The Environmental Protection Agency (EPA) on March 7 announced a proposed federal implementation plan (FIP) to improve visibility in the Oklahoma region by reducing emissions of sulfur dioxide, which combines with other chemicals in the air to form particles that can produce regional haze.
The proposed federal plan would target two coal-fired plants owned by Oklahoma Gas & Electric (OG&E) and one plant owned by Public Service Co. of Oklahoma (PSO), a subsidiary of American Electric Power Co. All three of the units are about 30 years old and burn low-sulfur coal from Wyoming’s Powder River Basin.

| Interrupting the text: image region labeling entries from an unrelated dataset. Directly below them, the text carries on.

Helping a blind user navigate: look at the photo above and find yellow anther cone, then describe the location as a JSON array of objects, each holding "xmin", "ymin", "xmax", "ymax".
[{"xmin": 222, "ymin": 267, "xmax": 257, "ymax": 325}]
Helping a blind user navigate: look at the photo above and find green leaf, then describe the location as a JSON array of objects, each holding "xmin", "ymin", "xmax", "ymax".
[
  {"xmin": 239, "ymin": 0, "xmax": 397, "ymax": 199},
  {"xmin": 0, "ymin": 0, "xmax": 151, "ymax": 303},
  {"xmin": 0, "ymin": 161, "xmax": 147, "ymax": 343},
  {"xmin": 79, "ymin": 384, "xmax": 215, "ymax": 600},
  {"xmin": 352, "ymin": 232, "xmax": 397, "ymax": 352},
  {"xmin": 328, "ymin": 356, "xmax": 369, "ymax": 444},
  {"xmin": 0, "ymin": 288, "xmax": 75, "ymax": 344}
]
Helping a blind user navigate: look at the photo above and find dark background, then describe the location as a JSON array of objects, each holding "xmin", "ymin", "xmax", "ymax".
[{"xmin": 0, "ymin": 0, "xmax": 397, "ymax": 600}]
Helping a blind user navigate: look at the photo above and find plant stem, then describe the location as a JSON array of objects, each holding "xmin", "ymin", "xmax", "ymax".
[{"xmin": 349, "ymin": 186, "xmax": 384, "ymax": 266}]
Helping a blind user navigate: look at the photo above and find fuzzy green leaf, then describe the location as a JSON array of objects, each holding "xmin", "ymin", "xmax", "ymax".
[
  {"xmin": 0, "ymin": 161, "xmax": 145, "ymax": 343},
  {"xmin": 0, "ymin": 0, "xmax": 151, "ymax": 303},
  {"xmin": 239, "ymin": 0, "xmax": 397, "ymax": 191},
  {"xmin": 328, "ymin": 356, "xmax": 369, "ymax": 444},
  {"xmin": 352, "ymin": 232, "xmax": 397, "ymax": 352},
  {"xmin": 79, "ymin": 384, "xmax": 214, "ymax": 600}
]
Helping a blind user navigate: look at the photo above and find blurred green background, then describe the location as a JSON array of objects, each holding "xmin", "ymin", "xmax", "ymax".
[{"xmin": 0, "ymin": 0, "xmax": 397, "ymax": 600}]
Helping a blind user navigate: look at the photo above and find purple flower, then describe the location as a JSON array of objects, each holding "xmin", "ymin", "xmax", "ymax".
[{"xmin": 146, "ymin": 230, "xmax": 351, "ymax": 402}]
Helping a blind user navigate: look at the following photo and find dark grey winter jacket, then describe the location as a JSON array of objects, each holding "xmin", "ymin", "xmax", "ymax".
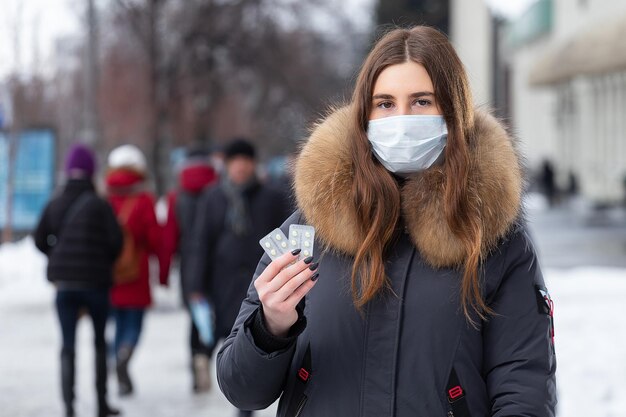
[{"xmin": 217, "ymin": 110, "xmax": 556, "ymax": 417}]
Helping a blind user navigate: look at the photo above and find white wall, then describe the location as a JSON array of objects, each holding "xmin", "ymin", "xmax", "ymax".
[
  {"xmin": 510, "ymin": 0, "xmax": 626, "ymax": 201},
  {"xmin": 450, "ymin": 0, "xmax": 493, "ymax": 105}
]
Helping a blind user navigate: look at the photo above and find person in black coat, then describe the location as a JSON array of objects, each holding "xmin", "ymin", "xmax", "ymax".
[
  {"xmin": 34, "ymin": 145, "xmax": 122, "ymax": 417},
  {"xmin": 185, "ymin": 139, "xmax": 289, "ymax": 415},
  {"xmin": 216, "ymin": 26, "xmax": 557, "ymax": 417}
]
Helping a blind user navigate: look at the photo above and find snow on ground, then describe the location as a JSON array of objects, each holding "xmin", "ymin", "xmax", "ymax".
[{"xmin": 0, "ymin": 238, "xmax": 626, "ymax": 417}]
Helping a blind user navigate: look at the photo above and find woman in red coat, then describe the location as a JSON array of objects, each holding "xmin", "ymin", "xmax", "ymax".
[{"xmin": 106, "ymin": 145, "xmax": 167, "ymax": 395}]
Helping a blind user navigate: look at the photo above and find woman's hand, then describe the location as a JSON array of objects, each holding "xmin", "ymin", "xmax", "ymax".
[{"xmin": 254, "ymin": 249, "xmax": 319, "ymax": 337}]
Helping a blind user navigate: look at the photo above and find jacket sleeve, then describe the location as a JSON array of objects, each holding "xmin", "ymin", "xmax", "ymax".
[
  {"xmin": 33, "ymin": 204, "xmax": 50, "ymax": 255},
  {"xmin": 217, "ymin": 211, "xmax": 302, "ymax": 410},
  {"xmin": 137, "ymin": 193, "xmax": 169, "ymax": 285},
  {"xmin": 101, "ymin": 200, "xmax": 124, "ymax": 262},
  {"xmin": 483, "ymin": 228, "xmax": 556, "ymax": 417},
  {"xmin": 160, "ymin": 192, "xmax": 180, "ymax": 282}
]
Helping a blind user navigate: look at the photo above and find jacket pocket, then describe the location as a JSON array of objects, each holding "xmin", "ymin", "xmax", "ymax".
[
  {"xmin": 446, "ymin": 368, "xmax": 472, "ymax": 417},
  {"xmin": 294, "ymin": 395, "xmax": 308, "ymax": 417}
]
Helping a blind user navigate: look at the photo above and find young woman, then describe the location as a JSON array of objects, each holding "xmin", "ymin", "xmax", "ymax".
[{"xmin": 218, "ymin": 27, "xmax": 556, "ymax": 417}]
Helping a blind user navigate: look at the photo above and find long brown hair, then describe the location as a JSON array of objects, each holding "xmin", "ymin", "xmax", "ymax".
[{"xmin": 351, "ymin": 26, "xmax": 491, "ymax": 322}]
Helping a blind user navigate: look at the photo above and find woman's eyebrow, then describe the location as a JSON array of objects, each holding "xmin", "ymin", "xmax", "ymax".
[
  {"xmin": 409, "ymin": 91, "xmax": 435, "ymax": 98},
  {"xmin": 372, "ymin": 91, "xmax": 435, "ymax": 100}
]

The Clean Air Act requires states to reduce emissions that contribute to regional haze and to demonstrate "reasonable progress" toward a national goal of achieving natural visibility conditions in so-called "Class 1" areas such as natural parks and wilderness areas.
While EPA proposed to approve portions of Oklahoma’s revisions to its state implementation plan aimed at meeting certain requirements of the broader regional haze program, the agency also proposed to disapprove portions addressing requirements for "best available retrofit technology" and the agency’s long-term strategy for improving visibility in Class 1 areas.
The agency also is proposing to disapprove portions of Oklahoma’s SIP revisions that apply to visibility for the 1997 national ambient air quality standard for ozone and fine particles.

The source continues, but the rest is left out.